Levantó las manos hacia la hornacina.

Pero, precisamente cuando iba a abrir las puertas de latón, se resistió con repentina seguridad.

No, ahora no. Debía estar sola cuando abriera las puertecillas. Las lágrimas aparecieron repentinamente en sus ojos. Se volvió rápidamente y miró a Agnes Cecilia. ¿Se había dado cuenta de algo?

En absoluto. Allí estaba Agnes Cecilia delante de la ventana, sonriente y abstraída del mundo que la rodeaba. Había vuelto a tomar el cuaderno de dibujo y precisamente ahora no vivía más que para los movimientos rápidos del lápiz sobre el papel.

Nora estaba tranquila y la contemplaba. Su pena iba desapareciendo poco a poco.

Ahora tenía a Agnes Cecilia. Era ella a quien necesitaba. Ambas se necesitaban mutuamente, ella y Nora, y eso era maravilloso.

La muchacha levantó en aquel momento los ojos del cuaderno.

—¡Ya lo verás cuando lo haya terminado!

No muy tarde, por la noche, cuando todos los otros se habían ido a acostar, y Nora estaba sola en su cuarto, se armó de valor y se dirigió a la chimenea.

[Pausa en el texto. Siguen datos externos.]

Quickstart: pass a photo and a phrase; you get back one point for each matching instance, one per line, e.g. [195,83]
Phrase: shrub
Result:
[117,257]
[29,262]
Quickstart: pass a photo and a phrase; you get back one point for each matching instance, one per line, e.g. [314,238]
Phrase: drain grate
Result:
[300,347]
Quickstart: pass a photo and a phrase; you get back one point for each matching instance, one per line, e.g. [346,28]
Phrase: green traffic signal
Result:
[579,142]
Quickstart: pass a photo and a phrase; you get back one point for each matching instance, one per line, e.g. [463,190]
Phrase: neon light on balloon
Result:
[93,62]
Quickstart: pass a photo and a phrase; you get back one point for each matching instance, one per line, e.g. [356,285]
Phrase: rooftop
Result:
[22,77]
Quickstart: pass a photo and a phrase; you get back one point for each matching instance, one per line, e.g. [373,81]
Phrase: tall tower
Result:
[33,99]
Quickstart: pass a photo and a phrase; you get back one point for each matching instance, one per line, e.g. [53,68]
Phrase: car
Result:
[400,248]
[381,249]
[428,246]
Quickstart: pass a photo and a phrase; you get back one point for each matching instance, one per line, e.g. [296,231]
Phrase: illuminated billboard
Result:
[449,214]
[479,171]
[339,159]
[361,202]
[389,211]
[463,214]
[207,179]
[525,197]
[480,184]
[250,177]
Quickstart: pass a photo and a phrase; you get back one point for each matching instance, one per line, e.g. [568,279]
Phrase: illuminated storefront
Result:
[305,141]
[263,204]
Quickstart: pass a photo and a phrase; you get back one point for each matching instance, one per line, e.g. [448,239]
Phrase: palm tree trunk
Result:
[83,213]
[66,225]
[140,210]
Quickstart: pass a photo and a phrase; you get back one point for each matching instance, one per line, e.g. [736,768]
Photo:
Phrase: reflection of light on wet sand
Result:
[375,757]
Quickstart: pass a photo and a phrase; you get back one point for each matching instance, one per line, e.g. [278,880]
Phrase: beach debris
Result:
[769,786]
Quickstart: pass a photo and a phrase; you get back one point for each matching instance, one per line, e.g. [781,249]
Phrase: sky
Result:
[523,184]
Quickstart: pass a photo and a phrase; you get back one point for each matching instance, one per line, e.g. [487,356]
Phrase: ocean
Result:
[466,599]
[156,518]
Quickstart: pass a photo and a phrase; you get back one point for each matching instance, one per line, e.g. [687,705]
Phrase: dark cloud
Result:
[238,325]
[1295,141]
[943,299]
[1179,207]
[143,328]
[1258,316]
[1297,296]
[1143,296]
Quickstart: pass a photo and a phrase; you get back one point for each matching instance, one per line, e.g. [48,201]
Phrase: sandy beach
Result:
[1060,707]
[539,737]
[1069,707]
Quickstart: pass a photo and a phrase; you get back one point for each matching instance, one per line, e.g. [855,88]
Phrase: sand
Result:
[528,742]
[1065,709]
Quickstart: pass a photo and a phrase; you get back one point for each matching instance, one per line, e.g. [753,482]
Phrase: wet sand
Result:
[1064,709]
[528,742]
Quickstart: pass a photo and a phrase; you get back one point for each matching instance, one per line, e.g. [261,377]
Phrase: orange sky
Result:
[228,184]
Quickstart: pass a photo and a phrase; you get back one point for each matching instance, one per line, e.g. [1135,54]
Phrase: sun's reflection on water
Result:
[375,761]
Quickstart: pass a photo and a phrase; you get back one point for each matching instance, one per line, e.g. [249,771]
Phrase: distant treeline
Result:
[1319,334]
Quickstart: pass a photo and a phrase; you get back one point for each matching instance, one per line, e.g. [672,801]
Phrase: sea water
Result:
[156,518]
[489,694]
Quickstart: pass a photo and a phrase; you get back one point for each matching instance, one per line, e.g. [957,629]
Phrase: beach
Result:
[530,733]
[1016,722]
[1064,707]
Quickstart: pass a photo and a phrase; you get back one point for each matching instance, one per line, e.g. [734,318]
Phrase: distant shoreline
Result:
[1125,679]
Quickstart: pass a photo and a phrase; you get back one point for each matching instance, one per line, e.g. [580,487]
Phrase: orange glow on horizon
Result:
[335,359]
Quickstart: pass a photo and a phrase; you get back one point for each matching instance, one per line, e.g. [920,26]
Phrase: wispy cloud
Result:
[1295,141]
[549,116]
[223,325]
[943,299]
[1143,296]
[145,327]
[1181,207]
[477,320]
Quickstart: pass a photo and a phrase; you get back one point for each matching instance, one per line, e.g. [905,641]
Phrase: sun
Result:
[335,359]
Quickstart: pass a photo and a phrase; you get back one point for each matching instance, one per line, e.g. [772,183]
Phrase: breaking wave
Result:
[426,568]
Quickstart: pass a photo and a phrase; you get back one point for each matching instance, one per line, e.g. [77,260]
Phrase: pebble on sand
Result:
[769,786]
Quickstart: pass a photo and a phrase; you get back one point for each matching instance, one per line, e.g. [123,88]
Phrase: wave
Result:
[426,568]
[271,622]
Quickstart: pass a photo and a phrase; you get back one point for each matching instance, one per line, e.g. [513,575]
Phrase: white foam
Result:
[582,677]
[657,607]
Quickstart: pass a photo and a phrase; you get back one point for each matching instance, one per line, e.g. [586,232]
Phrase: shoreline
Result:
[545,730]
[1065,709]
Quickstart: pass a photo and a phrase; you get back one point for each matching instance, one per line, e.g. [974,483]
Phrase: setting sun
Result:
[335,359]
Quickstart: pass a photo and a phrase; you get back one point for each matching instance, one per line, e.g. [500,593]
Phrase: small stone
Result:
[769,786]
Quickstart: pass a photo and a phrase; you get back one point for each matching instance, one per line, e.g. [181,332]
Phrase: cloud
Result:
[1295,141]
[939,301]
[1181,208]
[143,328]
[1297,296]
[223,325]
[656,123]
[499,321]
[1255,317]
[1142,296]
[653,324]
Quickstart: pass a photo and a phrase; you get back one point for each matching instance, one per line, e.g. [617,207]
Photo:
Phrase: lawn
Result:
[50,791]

Estaba acongojada. Sospechaba lo que iba a ocurrir. Durante un largo tiempo permaneció con la frente apoyada contra los fríos azulejos, antes de atreverse a abrir las puertecillas de latón. Las manos le temblaban.

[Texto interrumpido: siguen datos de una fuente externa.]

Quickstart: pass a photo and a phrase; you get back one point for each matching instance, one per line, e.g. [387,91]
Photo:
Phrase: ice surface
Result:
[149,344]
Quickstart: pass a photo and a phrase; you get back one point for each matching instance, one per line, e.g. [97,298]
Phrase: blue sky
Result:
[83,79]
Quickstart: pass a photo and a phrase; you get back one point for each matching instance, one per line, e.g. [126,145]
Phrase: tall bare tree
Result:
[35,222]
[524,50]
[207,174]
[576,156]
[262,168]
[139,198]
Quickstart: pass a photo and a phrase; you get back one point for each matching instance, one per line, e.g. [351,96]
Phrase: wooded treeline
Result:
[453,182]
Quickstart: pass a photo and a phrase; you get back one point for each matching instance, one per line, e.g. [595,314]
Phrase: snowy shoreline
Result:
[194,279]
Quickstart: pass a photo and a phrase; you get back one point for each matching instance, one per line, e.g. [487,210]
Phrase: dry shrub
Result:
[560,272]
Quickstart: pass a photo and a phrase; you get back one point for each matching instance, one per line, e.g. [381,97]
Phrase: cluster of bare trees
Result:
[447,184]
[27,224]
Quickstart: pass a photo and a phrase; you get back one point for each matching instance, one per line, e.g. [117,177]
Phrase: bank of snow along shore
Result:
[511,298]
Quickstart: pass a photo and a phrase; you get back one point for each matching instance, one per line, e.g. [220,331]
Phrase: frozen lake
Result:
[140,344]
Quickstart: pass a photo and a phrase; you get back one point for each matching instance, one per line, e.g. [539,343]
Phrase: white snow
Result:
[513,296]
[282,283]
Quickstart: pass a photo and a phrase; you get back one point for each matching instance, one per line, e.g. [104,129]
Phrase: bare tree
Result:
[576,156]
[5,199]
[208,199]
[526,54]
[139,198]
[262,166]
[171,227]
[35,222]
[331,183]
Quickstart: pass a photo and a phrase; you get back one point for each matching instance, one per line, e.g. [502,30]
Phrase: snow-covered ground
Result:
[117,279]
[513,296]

Sí. Era como había pensado. Cuando antes iba a mostrar la muñeca a Agnes Cecilia, había sospechado lo que ocurriría. Estaba preparada. Lo sabía.

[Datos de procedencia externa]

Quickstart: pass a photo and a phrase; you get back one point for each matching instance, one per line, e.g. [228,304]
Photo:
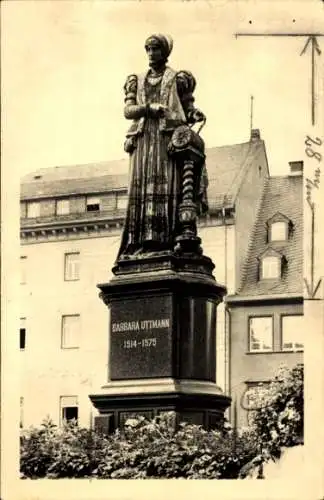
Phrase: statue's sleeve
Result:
[132,110]
[186,85]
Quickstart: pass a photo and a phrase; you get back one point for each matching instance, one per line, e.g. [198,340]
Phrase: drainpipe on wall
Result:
[227,352]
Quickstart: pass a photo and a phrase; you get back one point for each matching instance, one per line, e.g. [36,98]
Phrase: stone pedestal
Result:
[162,353]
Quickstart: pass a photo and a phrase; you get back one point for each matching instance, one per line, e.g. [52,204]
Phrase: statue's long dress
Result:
[154,188]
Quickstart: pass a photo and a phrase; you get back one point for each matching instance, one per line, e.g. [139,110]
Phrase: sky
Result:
[64,64]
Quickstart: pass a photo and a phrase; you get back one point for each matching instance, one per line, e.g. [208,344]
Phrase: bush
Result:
[279,417]
[144,450]
[157,449]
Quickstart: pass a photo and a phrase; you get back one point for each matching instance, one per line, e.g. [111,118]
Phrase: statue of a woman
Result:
[158,101]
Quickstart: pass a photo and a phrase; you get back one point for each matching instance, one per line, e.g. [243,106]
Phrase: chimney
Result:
[255,135]
[296,168]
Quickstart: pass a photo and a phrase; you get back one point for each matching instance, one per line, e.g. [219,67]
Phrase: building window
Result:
[291,333]
[62,207]
[33,209]
[23,210]
[70,331]
[21,412]
[261,334]
[68,408]
[22,333]
[122,200]
[93,204]
[72,266]
[23,269]
[278,231]
[271,267]
[255,397]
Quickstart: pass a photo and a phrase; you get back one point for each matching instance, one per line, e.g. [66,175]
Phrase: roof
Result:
[284,195]
[226,166]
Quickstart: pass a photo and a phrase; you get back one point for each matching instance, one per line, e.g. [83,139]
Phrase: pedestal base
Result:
[162,354]
[195,402]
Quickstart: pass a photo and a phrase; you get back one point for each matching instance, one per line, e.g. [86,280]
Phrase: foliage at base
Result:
[159,449]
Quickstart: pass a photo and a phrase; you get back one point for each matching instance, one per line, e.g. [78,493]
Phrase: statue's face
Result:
[155,53]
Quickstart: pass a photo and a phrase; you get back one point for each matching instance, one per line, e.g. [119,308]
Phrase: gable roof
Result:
[226,166]
[283,194]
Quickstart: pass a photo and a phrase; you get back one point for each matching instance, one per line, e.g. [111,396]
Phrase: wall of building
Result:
[247,367]
[247,205]
[48,371]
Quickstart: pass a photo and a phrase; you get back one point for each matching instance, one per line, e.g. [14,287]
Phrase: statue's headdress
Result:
[165,41]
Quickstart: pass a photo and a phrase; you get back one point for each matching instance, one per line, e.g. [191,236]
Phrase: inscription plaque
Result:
[140,338]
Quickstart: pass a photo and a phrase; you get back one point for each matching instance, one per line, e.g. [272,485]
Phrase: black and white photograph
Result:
[162,284]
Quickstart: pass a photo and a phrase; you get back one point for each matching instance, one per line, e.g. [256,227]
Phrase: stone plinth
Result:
[162,331]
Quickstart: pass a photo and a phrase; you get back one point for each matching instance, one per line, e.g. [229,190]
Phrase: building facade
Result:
[71,219]
[266,312]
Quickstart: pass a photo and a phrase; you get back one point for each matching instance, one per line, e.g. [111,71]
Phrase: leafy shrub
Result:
[146,449]
[159,449]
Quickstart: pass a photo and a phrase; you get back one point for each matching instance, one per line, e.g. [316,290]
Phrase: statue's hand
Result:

La muñeca había desaparecido.

El pequeño almohadón rojo de la hornacina estaba vacío.

Permaneció allí un largo rato y lo miró fijamente. Jamás había mostrado la muñeca a nadie; sólo ella la había visto, y nadie más la vería. Había sido exclusivamente de ella.

Pero ahora tenía a Agnes Cecilia. No tenía por qué llorar.

Levantó el almohadón para retirarlo y vio que el pequeño medallón, que la muñeca llevaba alrededor del cuello, estaba allí con su fina cadenita de plata.

El medallón estaba abierto y la fotografía de Cecilia la contemplaba. Casi eran los mismos ojos con los que Agnes Cecilia la había mirado hacía un momento. Nora permaneció largo rato observando aquella cara y sonrió.

Sí, la Cecilia de diecisiete años se parecía extraordinariamente a la Agnes Cecilia de hoy. Pero pertenecían a épocas diferentes. Nora y Agnes Cecilia, sin embargo, vivían en el mismo tiempo y eso estaba muy bien.

Cerró el medallón. Comprendió que debía ser para Agnes Cecilia. Por eso estaba allí. Para que Agnes Cecilia lo recibiera como recuerdo de la abuela.